# Betta Tribute



## rubinthebetta (Oct 9, 2012)

If anybody's interested, I'm going to do a betta tribute. Basically, I will take all the photos you submit and I make it into a slideshow. When you submit a photo, please have the deceased betta's name and, of course, the picture. There are 15 slots and I will post the finished product here.


----------



## shawnee (Jan 23, 2013)

*ikool*

kool


----------



## rubinthebetta (Oct 9, 2012)

So, do you want to submit a photo?


----------



## bryzy (Nov 3, 2012)

I do! I'm sorry but you will have to got to my albums and find Posiedon.


----------



## eatmice2010 (Jan 1, 2013)

I couldn't choose between these two


----------



## rubinthebetta (Oct 9, 2012)

Alright! I'll start on the tribute when I get home and get Pumpkin Cheesecake settled in. (Yes, I got another betta. :-D And yes, he will be adoptable soon.)


----------



## bryzy (Nov 3, 2012)

So did you get my pic?


----------



## rubinthebetta (Oct 9, 2012)

I have the pics, but I'm not able to start now as I'm at a community group.


----------



## emeraldmaster (Sep 6, 2012)

This is Red, he passed away after enduring things such as torn fins, then fin biting.

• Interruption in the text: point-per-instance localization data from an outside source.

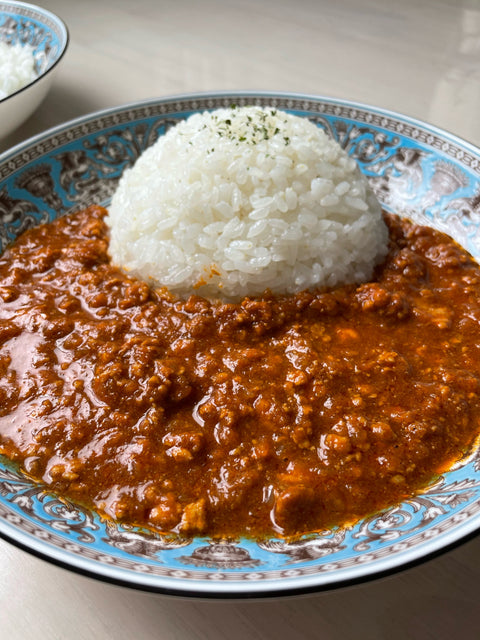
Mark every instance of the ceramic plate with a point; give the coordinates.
(416, 170)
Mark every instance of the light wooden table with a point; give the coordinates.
(418, 57)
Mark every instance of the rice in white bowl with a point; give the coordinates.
(236, 201)
(17, 67)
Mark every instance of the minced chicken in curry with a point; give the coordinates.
(273, 416)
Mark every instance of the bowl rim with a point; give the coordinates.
(268, 588)
(64, 43)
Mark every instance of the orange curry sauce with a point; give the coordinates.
(277, 415)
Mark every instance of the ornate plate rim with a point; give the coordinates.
(425, 550)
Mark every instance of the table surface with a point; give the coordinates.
(417, 57)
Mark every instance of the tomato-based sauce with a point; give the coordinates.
(276, 415)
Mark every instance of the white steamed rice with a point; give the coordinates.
(233, 202)
(17, 67)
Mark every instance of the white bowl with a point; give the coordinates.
(416, 170)
(48, 35)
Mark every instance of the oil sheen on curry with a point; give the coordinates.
(272, 416)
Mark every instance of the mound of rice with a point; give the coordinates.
(233, 202)
(16, 68)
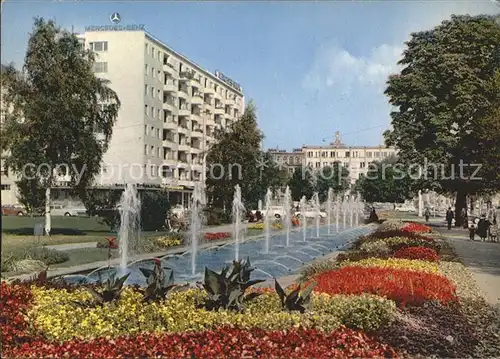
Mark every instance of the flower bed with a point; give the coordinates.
(416, 228)
(422, 253)
(168, 241)
(396, 263)
(180, 313)
(216, 236)
(405, 287)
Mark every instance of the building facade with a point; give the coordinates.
(288, 160)
(170, 108)
(356, 159)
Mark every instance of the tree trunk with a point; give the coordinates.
(460, 204)
(48, 220)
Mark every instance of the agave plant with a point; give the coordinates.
(159, 280)
(111, 292)
(228, 291)
(295, 300)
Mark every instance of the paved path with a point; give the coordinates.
(482, 258)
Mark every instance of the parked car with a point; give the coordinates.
(60, 210)
(13, 210)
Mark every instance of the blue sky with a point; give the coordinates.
(311, 68)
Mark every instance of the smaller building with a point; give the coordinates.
(287, 160)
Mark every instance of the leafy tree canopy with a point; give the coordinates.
(443, 96)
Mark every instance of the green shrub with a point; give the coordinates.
(154, 210)
(47, 255)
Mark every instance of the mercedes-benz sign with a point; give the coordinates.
(115, 18)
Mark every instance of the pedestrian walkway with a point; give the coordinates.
(482, 259)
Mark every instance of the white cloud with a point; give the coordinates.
(338, 67)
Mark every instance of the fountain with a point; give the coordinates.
(337, 213)
(357, 208)
(288, 214)
(344, 212)
(267, 222)
(130, 221)
(329, 209)
(302, 207)
(238, 210)
(195, 223)
(317, 211)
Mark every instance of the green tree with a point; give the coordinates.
(102, 203)
(446, 90)
(301, 183)
(335, 177)
(386, 181)
(234, 159)
(31, 195)
(63, 115)
(154, 210)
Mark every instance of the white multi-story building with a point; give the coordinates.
(170, 108)
(356, 159)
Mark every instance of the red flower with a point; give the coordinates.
(422, 253)
(214, 236)
(112, 242)
(222, 342)
(402, 286)
(416, 228)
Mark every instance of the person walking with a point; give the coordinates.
(494, 231)
(482, 227)
(427, 214)
(449, 217)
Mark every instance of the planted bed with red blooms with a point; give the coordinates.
(405, 287)
(416, 228)
(221, 343)
(422, 253)
(216, 236)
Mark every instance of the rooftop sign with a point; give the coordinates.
(227, 80)
(114, 28)
(115, 18)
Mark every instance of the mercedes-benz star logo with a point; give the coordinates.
(115, 18)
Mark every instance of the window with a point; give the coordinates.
(100, 67)
(165, 171)
(99, 46)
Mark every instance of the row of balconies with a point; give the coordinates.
(189, 79)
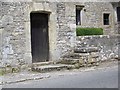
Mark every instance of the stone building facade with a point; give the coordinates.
(15, 27)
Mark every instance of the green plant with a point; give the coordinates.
(89, 31)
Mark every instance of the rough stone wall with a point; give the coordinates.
(108, 45)
(13, 17)
(92, 15)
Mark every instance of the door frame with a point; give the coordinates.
(48, 14)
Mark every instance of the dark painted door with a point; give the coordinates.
(118, 13)
(39, 37)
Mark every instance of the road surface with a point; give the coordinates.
(98, 78)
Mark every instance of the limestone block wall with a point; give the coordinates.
(92, 15)
(107, 44)
(12, 32)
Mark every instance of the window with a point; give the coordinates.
(106, 18)
(78, 14)
(118, 13)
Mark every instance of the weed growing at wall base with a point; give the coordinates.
(88, 31)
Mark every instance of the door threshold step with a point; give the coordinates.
(52, 67)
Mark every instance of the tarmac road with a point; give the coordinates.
(98, 78)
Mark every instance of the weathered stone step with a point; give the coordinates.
(53, 67)
(42, 63)
(69, 61)
(86, 49)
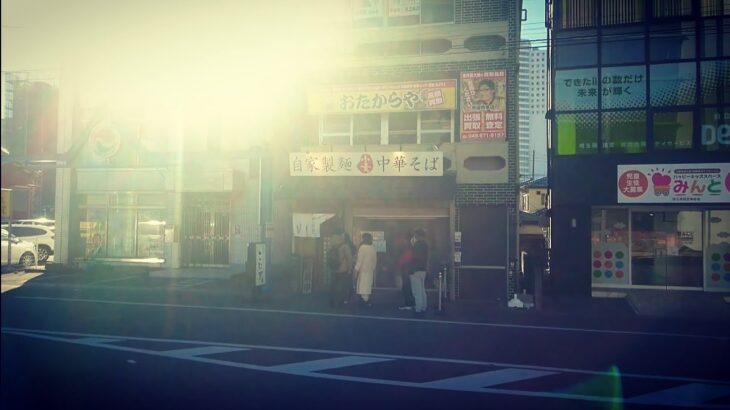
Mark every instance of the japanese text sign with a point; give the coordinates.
(378, 164)
(674, 183)
(483, 108)
(374, 98)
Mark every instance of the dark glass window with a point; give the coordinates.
(715, 129)
(366, 129)
(672, 41)
(577, 133)
(624, 132)
(576, 48)
(715, 77)
(672, 84)
(622, 45)
(673, 130)
(402, 128)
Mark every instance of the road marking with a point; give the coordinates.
(292, 369)
(326, 364)
(370, 317)
(687, 395)
(201, 351)
(475, 382)
(110, 280)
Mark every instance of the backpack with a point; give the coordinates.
(333, 258)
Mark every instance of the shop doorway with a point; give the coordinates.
(391, 238)
(666, 249)
(205, 238)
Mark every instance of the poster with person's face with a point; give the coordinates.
(483, 105)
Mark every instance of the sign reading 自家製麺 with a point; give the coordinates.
(377, 98)
(342, 164)
(673, 183)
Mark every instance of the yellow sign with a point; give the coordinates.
(375, 98)
(6, 203)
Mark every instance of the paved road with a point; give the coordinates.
(101, 342)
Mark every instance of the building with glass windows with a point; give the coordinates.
(413, 127)
(640, 144)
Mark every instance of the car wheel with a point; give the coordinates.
(27, 260)
(43, 253)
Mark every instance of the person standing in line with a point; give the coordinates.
(419, 268)
(367, 260)
(404, 269)
(339, 260)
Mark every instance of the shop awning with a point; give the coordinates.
(443, 187)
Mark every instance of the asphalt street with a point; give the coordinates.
(89, 342)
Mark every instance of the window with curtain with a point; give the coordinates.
(622, 12)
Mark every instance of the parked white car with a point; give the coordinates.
(22, 252)
(40, 235)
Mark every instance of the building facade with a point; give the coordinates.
(639, 176)
(415, 127)
(532, 94)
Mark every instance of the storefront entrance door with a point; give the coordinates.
(205, 230)
(666, 248)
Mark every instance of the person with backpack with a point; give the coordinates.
(339, 262)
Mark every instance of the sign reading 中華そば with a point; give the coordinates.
(378, 164)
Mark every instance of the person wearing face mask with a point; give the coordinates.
(419, 266)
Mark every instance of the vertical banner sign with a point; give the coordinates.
(483, 105)
(6, 203)
(260, 264)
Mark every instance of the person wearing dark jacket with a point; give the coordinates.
(419, 266)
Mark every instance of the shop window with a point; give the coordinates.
(366, 129)
(717, 267)
(715, 129)
(671, 8)
(673, 130)
(672, 41)
(402, 128)
(621, 11)
(335, 130)
(715, 78)
(576, 89)
(623, 87)
(576, 48)
(672, 84)
(577, 133)
(624, 132)
(610, 246)
(621, 45)
(576, 13)
(710, 8)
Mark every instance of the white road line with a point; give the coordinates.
(33, 332)
(688, 395)
(477, 381)
(540, 394)
(201, 351)
(370, 317)
(108, 280)
(326, 364)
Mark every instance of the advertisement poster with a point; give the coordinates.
(483, 105)
(378, 164)
(674, 183)
(377, 98)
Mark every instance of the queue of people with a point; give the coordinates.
(353, 271)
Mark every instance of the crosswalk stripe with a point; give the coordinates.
(326, 364)
(201, 351)
(487, 379)
(687, 395)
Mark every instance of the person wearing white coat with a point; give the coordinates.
(367, 259)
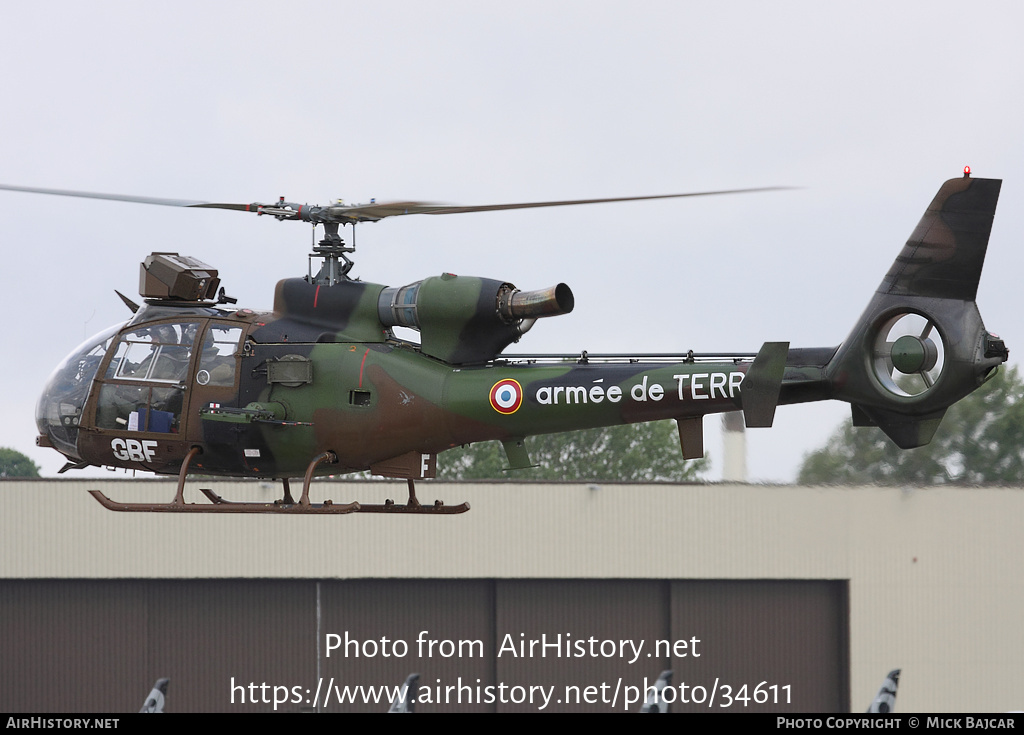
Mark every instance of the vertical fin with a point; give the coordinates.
(759, 391)
(691, 436)
(515, 451)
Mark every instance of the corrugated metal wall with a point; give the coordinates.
(98, 645)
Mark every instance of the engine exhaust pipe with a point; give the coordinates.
(514, 305)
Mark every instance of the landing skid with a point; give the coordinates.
(413, 506)
(286, 506)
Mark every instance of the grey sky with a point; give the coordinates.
(868, 106)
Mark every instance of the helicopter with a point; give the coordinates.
(323, 384)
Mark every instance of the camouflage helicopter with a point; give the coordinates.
(323, 385)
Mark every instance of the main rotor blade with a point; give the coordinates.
(394, 209)
(125, 198)
(365, 212)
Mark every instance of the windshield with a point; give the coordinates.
(59, 408)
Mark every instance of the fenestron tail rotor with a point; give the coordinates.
(908, 354)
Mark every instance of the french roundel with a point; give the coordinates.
(506, 396)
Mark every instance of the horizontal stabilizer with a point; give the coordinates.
(760, 389)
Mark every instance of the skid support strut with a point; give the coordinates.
(219, 505)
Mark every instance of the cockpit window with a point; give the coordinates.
(60, 406)
(155, 353)
(216, 366)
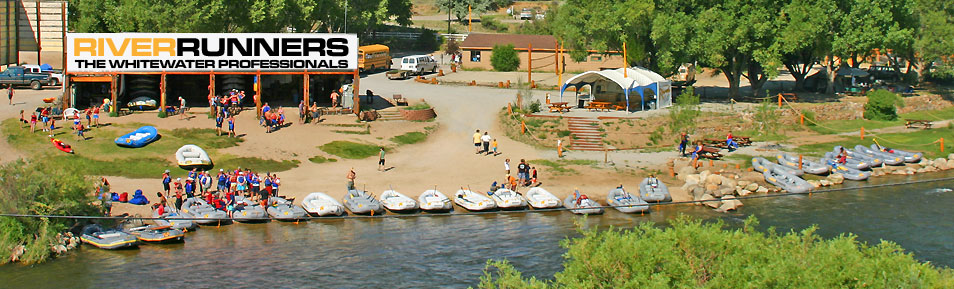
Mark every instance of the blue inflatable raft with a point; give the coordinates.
(138, 138)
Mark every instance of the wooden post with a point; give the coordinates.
(530, 62)
(162, 92)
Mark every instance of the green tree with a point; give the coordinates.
(693, 254)
(504, 58)
(40, 188)
(459, 7)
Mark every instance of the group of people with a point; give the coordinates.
(485, 144)
(219, 190)
(45, 115)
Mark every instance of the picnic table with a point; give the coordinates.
(559, 106)
(599, 105)
(914, 123)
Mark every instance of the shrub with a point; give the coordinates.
(882, 105)
(694, 254)
(504, 58)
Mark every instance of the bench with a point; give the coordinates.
(398, 99)
(914, 123)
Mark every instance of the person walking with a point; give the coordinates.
(485, 139)
(351, 176)
(381, 159)
(477, 141)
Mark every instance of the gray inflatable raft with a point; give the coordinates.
(852, 163)
(625, 202)
(361, 202)
(788, 182)
(808, 166)
(871, 160)
(246, 211)
(158, 234)
(654, 191)
(171, 220)
(586, 207)
(847, 172)
(761, 164)
(908, 156)
(204, 213)
(888, 159)
(108, 239)
(284, 210)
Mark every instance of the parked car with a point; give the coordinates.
(418, 64)
(17, 75)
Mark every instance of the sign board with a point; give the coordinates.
(203, 52)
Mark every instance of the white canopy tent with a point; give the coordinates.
(636, 79)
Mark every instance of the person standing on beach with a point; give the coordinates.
(351, 176)
(381, 159)
(477, 141)
(486, 141)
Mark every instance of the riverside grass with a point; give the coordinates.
(100, 156)
(690, 253)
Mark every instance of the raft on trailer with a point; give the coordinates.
(60, 145)
(507, 199)
(626, 202)
(434, 201)
(361, 202)
(158, 234)
(850, 162)
(397, 202)
(887, 158)
(808, 166)
(170, 220)
(473, 201)
(192, 156)
(908, 156)
(585, 207)
(788, 182)
(142, 103)
(872, 161)
(761, 164)
(284, 210)
(203, 213)
(654, 191)
(108, 239)
(539, 198)
(320, 204)
(138, 138)
(847, 172)
(246, 211)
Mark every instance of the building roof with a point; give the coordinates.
(487, 41)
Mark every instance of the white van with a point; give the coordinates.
(418, 64)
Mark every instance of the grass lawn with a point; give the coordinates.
(917, 141)
(100, 156)
(410, 138)
(349, 150)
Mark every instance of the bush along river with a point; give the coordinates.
(450, 251)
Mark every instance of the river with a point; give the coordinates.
(450, 251)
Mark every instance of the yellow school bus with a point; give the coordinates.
(374, 57)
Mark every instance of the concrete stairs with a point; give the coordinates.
(585, 134)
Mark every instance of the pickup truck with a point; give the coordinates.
(55, 75)
(16, 75)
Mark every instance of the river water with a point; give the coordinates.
(450, 251)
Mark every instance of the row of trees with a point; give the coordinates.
(753, 39)
(213, 16)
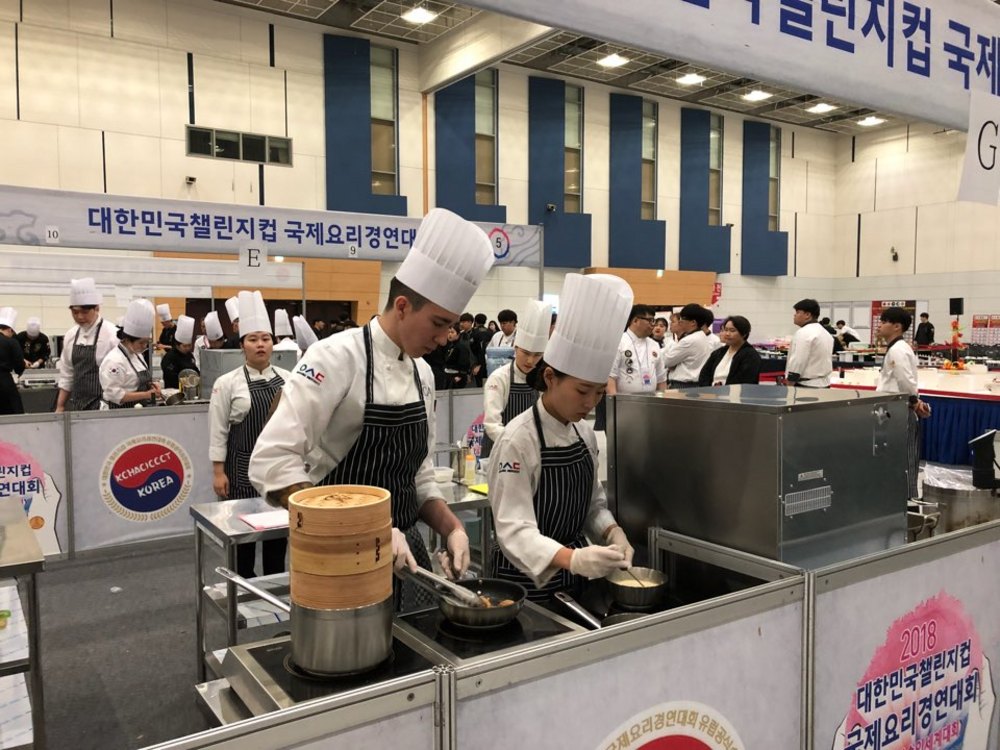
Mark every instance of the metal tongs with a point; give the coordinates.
(434, 583)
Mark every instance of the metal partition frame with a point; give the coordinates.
(385, 715)
(885, 587)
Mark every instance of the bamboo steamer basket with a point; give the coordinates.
(340, 542)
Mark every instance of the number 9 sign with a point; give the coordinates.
(501, 243)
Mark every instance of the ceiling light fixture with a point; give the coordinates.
(757, 96)
(871, 121)
(418, 15)
(613, 60)
(690, 79)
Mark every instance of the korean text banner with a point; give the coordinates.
(57, 218)
(918, 58)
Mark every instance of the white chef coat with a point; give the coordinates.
(322, 407)
(685, 360)
(117, 375)
(810, 354)
(108, 341)
(644, 359)
(515, 468)
(230, 404)
(495, 393)
(899, 370)
(501, 339)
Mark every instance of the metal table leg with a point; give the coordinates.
(35, 660)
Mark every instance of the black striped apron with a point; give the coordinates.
(86, 389)
(388, 453)
(912, 438)
(145, 381)
(520, 398)
(561, 503)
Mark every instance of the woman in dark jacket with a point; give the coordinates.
(737, 362)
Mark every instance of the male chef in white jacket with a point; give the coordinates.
(810, 353)
(359, 408)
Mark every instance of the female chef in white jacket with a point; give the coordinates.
(237, 413)
(125, 378)
(546, 498)
(507, 393)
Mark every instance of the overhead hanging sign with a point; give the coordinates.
(919, 58)
(981, 166)
(111, 222)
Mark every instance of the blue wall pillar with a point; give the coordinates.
(632, 241)
(702, 247)
(567, 236)
(348, 115)
(765, 253)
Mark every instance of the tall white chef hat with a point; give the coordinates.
(282, 326)
(139, 317)
(533, 326)
(305, 336)
(449, 258)
(185, 330)
(593, 312)
(253, 314)
(213, 328)
(8, 316)
(83, 292)
(233, 308)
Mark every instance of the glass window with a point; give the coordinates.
(227, 144)
(573, 151)
(200, 141)
(774, 187)
(715, 171)
(384, 96)
(647, 210)
(254, 147)
(486, 141)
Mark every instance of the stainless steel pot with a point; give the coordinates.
(329, 642)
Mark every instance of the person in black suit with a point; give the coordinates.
(736, 362)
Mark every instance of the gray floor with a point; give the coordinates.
(118, 648)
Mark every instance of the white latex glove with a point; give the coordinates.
(616, 538)
(401, 555)
(596, 562)
(456, 561)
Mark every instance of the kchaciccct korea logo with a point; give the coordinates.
(146, 478)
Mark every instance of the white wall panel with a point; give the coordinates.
(299, 48)
(143, 21)
(883, 231)
(133, 164)
(306, 121)
(936, 238)
(855, 187)
(267, 100)
(172, 73)
(119, 86)
(221, 93)
(49, 78)
(81, 166)
(8, 77)
(31, 158)
(206, 28)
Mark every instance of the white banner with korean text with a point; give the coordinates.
(31, 216)
(918, 58)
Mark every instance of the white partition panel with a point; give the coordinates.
(33, 468)
(742, 677)
(134, 474)
(907, 646)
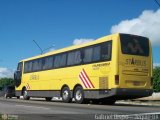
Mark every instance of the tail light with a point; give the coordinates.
(116, 79)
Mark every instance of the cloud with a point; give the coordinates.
(5, 72)
(147, 24)
(81, 41)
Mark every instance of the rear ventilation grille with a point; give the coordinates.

He survived three rockslides in my tank. He survived Swim Bladder Dissorder, ny fault he was my first fish so he was doomed from the start! On top of it all, he survived me!


----------



## rubinthebetta (Oct 9, 2012)

Slots:

*1.*bryanacute
*2.*eatmice2010
*3.*emeraldmaster


*Edit:*eatmice2010, what is the betta's name? I need that in order to do the tribute.


----------



## eatmice2010 (Jan 1, 2013)

Its July


----------



## rubinthebetta (Oct 9, 2012)

eatmice2010 said:


> Its July


I thought you still had July. :-?


----------



## eatmice2010 (Jan 1, 2013)

Oh no this is literally a memorial, i feel so stupid, Sorry,i will post my last betta i had his name was Pearl


----------



## bryzy (Nov 3, 2012)

Haha eatmice. We ALL make mistakes like that.


----------



## rubinthebetta (Oct 9, 2012)

eatmice2010 said:


> Oh no this is literally a memorial, i feel so stupid, Sorry,i will post my last betta i had his name was Pearl


It's fine, no worries. Like bryana said, we all make mistakes like that.


----------



## rubinthebetta (Oct 9, 2012)

Anybody? This tribute has 12 more spots just waiting....


----------